The trial had been quick and painless. The absolute obliteration of my life was complete.
To the five-dimensional world of the holovids, my soul was laid bare, my most base truths exposed for the world to ogle and dissect. I experienced the total gamut of human emotion, driven to Truth mercilessly by the organomech Psychic Enhancers cold urgings. Delirious ecstasy flirted with visions of the Inferno, twisted by a demented muse. My guilty conscious allowed me no respite from the gnawing realization of my utter damnation.
Eighty million plus people had died from the effects of a virus recombined by my labs.

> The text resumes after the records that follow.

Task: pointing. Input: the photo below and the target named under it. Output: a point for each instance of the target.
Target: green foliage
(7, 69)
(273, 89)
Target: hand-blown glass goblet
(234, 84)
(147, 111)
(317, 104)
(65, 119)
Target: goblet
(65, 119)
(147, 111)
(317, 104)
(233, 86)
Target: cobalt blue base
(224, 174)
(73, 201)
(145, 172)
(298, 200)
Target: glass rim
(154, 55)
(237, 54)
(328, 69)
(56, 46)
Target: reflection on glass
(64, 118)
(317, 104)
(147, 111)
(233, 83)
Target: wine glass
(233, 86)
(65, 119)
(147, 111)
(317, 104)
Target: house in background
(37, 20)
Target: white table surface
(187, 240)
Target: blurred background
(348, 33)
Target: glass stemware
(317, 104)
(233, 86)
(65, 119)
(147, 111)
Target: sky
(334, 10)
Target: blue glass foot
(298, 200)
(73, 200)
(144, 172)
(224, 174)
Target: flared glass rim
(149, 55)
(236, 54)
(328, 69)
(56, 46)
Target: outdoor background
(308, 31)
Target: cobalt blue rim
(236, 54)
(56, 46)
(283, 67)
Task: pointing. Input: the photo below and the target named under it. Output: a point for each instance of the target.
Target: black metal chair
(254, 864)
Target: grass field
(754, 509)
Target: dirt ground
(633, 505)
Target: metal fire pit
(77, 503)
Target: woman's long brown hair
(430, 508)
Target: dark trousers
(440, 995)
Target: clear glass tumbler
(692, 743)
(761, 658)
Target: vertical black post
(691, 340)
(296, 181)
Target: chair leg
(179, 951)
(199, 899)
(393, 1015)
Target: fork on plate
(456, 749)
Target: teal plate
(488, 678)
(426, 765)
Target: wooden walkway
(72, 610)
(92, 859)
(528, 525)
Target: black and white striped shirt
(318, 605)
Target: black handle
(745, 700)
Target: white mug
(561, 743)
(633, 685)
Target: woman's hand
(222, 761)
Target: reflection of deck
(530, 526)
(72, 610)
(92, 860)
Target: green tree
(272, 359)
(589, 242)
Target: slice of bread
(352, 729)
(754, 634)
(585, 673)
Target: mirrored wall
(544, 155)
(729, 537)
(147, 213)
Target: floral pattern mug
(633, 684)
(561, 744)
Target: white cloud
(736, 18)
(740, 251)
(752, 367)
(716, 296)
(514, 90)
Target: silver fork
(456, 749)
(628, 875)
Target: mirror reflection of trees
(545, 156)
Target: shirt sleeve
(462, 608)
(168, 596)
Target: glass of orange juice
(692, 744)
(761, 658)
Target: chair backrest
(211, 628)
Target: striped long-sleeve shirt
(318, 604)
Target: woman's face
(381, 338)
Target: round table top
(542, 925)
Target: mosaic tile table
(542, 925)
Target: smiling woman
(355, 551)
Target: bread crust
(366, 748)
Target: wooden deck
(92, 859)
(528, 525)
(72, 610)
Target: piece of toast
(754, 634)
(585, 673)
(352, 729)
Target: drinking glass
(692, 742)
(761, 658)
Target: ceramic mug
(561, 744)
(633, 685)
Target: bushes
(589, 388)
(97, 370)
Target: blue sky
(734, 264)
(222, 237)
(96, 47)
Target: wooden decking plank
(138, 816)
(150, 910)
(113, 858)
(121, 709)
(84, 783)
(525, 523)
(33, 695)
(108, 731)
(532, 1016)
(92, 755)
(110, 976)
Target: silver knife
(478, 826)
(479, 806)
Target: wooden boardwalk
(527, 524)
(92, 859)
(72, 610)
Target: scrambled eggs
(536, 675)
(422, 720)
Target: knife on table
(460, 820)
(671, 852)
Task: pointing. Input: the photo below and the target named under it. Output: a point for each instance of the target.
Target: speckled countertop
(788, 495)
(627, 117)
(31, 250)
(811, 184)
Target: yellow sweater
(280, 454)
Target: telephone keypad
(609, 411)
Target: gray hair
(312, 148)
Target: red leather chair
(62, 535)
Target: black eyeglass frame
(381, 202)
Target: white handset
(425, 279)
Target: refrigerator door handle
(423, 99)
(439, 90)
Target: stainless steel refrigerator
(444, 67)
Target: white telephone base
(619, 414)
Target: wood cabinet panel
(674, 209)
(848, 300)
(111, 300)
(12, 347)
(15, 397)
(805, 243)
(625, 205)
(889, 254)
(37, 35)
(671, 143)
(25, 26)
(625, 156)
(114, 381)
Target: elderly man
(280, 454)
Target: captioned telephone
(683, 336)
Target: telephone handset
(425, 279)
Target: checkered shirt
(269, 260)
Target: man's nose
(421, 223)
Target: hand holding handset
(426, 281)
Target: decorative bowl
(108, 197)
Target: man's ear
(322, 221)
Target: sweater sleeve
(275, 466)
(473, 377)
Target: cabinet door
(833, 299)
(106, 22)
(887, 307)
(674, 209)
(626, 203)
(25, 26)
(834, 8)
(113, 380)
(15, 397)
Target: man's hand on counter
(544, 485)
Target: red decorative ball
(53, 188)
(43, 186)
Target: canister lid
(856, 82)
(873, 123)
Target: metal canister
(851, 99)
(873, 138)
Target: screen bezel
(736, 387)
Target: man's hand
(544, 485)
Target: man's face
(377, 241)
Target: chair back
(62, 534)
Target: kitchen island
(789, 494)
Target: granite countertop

My test subjects – released on their own recognizance – had been readmitted to unsuspecting populations. I can still hear the grim reports of the viruses progress, the mounting death tolls, reported nightly on the holovid news shows.
I had watched it all from the austere heights of my crystalline research labs. The eyes of my technicians had been coldly speculative above the sky-blue facial masks. Their voices haunted me as their physical presence declined, leaving me alone, exiled to my sterile labs.
My last moments as a god were spent staring at a vial of clear liquid, closely related to the one that had brought about my own personal destruction as well as the destruction of millions of innocent lives. Although I could not see them with my naked eyes, living seeds of destruction gyrated within, recombined yet again, capable of decimating the Human population of the entire galaxy without fear of a vaccine.
Undetectable and sublime, their forms were truly perfect, representing the epitome of my skill. Twisting, spiraling madly, their very existence negated the entirety of Gods creation, in my mind.
Thought became action and my Will was done. My body became the receptacle of the worlds sins and
I gave of myself that we all might be saved. May the Lord have mercy upon my soul.
Ancient of Days, I pray that my Will become the Alter of your Judgment. Let my utter abdication of pro-activity provide atonement for my unforgivable sins against your Creation.
My damnation hovered ominously on the event horizon of possibility. True knowledge is ever preceded by sweet, blissful ignorance. I know this now, for my sentence to Purgatory had only just begun.